Models of Glucose Metabolism and Control in Diabetes
Claudio Cobelli
University of Padova, Italy
Diabetes is one of the major chronic diseases, i.e. together with its complications it accounts for more than 10% of national healthcare expenditure. Modeling can enhance understanding of this disease in quantitative terms and is becoming an increasingly important aid in diagnosis, prognosis and in planning of therapy. In recent years the scope of modeling in relation to carbohydrate metabolism and diabetes has seen dramatic expansion such that it is now being applied across the spectrum from populations of patients (public health) to whole-body, to organ and to molecular level. I will discuss recent developments mostly concentrating on whole-body and organ modeling. At whole-body level I will discuss models to assess the efficacy of homeostatic control , e.g insulin sensitivity, beta-cell function, hepatic insulin extraction and their interplay, and of system fluxes, from dynamic intravenous (IVGTT) or oral (OGTT/meal) experiments, possibly also including tracers.

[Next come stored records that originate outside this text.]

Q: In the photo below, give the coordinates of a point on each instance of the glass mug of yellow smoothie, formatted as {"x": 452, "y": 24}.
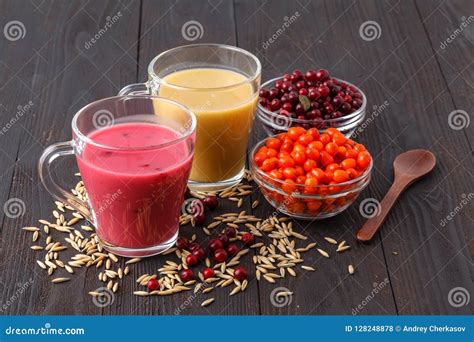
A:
{"x": 220, "y": 84}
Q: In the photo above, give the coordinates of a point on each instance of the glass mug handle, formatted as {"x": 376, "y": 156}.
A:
{"x": 44, "y": 170}
{"x": 136, "y": 89}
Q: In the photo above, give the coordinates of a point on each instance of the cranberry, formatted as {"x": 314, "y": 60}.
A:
{"x": 299, "y": 109}
{"x": 186, "y": 275}
{"x": 247, "y": 239}
{"x": 220, "y": 255}
{"x": 300, "y": 84}
{"x": 322, "y": 75}
{"x": 324, "y": 91}
{"x": 263, "y": 93}
{"x": 275, "y": 104}
{"x": 210, "y": 202}
{"x": 199, "y": 218}
{"x": 230, "y": 232}
{"x": 182, "y": 243}
{"x": 337, "y": 101}
{"x": 311, "y": 75}
{"x": 240, "y": 273}
{"x": 153, "y": 284}
{"x": 224, "y": 239}
{"x": 314, "y": 94}
{"x": 215, "y": 244}
{"x": 273, "y": 93}
{"x": 208, "y": 273}
{"x": 199, "y": 253}
{"x": 191, "y": 260}
{"x": 193, "y": 246}
{"x": 303, "y": 91}
{"x": 356, "y": 103}
{"x": 233, "y": 249}
{"x": 287, "y": 106}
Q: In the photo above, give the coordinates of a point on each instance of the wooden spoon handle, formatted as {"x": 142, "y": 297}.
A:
{"x": 372, "y": 225}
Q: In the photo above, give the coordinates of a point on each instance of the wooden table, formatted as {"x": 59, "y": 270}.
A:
{"x": 410, "y": 66}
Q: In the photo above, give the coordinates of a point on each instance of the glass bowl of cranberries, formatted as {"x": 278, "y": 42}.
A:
{"x": 310, "y": 99}
{"x": 310, "y": 175}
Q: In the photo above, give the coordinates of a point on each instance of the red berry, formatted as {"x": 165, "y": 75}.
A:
{"x": 230, "y": 232}
{"x": 199, "y": 218}
{"x": 208, "y": 273}
{"x": 182, "y": 243}
{"x": 247, "y": 239}
{"x": 220, "y": 255}
{"x": 191, "y": 260}
{"x": 193, "y": 245}
{"x": 186, "y": 275}
{"x": 215, "y": 244}
{"x": 311, "y": 75}
{"x": 232, "y": 249}
{"x": 240, "y": 273}
{"x": 199, "y": 253}
{"x": 153, "y": 284}
{"x": 210, "y": 202}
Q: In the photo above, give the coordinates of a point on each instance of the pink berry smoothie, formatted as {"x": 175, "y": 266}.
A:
{"x": 136, "y": 192}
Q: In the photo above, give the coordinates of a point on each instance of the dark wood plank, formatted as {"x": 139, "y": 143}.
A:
{"x": 329, "y": 290}
{"x": 52, "y": 67}
{"x": 160, "y": 30}
{"x": 452, "y": 43}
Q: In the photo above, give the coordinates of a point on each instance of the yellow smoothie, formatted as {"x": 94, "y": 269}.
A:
{"x": 224, "y": 118}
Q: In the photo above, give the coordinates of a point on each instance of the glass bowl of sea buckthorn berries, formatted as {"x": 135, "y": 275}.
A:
{"x": 310, "y": 175}
{"x": 310, "y": 99}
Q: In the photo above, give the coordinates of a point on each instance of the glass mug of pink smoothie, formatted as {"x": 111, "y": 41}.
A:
{"x": 134, "y": 154}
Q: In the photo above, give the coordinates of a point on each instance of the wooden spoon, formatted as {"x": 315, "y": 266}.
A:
{"x": 408, "y": 167}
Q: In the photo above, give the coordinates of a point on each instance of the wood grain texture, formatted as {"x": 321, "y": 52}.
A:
{"x": 404, "y": 71}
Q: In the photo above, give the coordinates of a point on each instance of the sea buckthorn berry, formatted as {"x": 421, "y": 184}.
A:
{"x": 340, "y": 176}
{"x": 363, "y": 160}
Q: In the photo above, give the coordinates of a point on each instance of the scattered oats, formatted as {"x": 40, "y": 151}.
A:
{"x": 323, "y": 252}
{"x": 308, "y": 268}
{"x": 60, "y": 280}
{"x": 330, "y": 240}
{"x": 207, "y": 302}
{"x": 133, "y": 261}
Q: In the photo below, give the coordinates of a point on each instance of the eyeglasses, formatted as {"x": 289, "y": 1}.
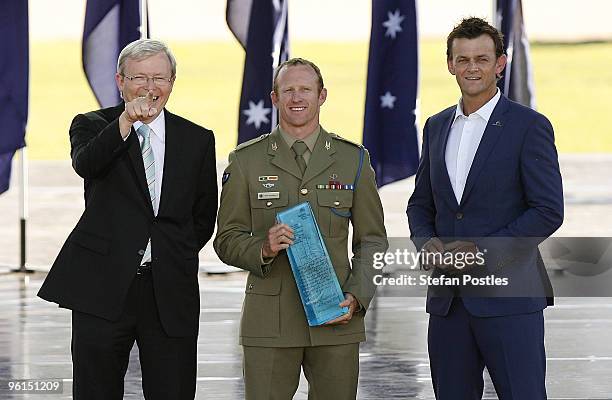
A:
{"x": 143, "y": 80}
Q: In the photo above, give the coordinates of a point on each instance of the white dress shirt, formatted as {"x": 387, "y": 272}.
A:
{"x": 158, "y": 139}
{"x": 463, "y": 140}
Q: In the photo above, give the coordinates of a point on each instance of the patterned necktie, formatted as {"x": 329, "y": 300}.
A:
{"x": 149, "y": 163}
{"x": 299, "y": 148}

At organ level models to assess key processes like glucose transport and phosphorylation in skeletal muscle, a key target tissue, from PET tracer experiments will be presented. Aspects of model validation will be addressed. A variety of studies will be reviewed where models have provided unique information on nonaccessible parameters/signals, thus enhancing the understanding of the physiology and pathophysiology of glucose metabolism, like obesity and diabetes. Population modeling will also be discussed viz a viz individual modeling strategies . In addition to parsimonious "models to measure" there is the need to develop in silico large scale simulation models. These models can help when it is either not possible, appropriate, convenient or desirable to perform a particular experiment on the system. Thanks to a recent large scale clinical trial a new in silico model has been developed which is capable of generating realistic synthetic subjects. I will discuss its use in the context of a JDRF artificial pancreas project.